For all the reasons missionaries look forward to the sound of an approaching airplane, injury and illness are high on the list of good ones. I got to fly the little “mosquito” all the way back to Nairobi for my battered passenger, going up high and zig-zagging around clouds to keep the flight as smooth as possible. I did a reasonably good job at it, but was most thankful for the steady tailwind that graced our trip home – 127 knots… not too shabby for the 206.

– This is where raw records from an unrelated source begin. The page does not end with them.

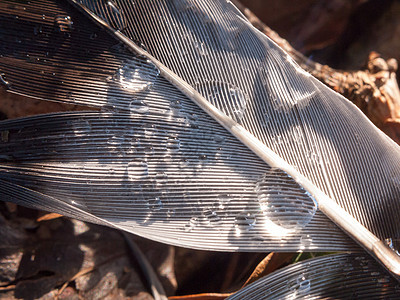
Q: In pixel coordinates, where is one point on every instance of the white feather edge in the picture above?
(371, 243)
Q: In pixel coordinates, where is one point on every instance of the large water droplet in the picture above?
(228, 98)
(286, 206)
(137, 170)
(282, 96)
(305, 241)
(136, 75)
(109, 11)
(200, 48)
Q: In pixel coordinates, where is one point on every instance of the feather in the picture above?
(316, 151)
(338, 276)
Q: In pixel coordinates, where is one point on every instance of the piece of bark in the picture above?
(269, 264)
(374, 90)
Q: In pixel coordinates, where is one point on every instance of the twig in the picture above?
(374, 90)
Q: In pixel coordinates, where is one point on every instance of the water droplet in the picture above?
(81, 127)
(203, 156)
(219, 139)
(138, 106)
(297, 134)
(193, 222)
(305, 241)
(109, 11)
(136, 76)
(137, 170)
(390, 242)
(155, 204)
(3, 81)
(277, 140)
(303, 285)
(116, 141)
(282, 96)
(173, 144)
(244, 222)
(4, 135)
(313, 157)
(200, 48)
(383, 280)
(228, 98)
(223, 200)
(37, 30)
(286, 206)
(161, 178)
(64, 23)
(266, 120)
(211, 218)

I guess I didn’t get enough rest on Wednesday and Thursday because when I got up at 4:30 in the morning on Friday, I secretly wished I was a banker and not a pilot. What a silly thought. What banker gets to pierce an overcast sky at sunrise to be embraced by the warm, sunny blue expanse which is reserved for men who fly? I pointed the Caravan east. To Somalia. Americans don’t go there these days, so we only fly this way for local mission agencies with Kenyan staff. Two and a half hours in, a quick drop-off, and two and a half out. At the destination, a good straight length of grass in the eastern third of the country, we are met by a man named Mohammed, naturally, and a contingent of soldiers. They are all very friendly. It’s just that the country as a whole is not, and so I cannot waste any time on the ground. I make greetings and hand out a few newspapers. The folks I just dropped off are careful to remind me to pick them up again in a week. I smile a confident grin… of course we’ll pick you up. It is a pretty flight home, just me and the fair-weather cumulous clouds. I have time to listen to a sermon on my iPod and feel at home there above the world for a while. Among all the things I’m thankful for at that moment, it being Friday is certainly one of them.
Yeah, I was spent last night… but in the best kind of way.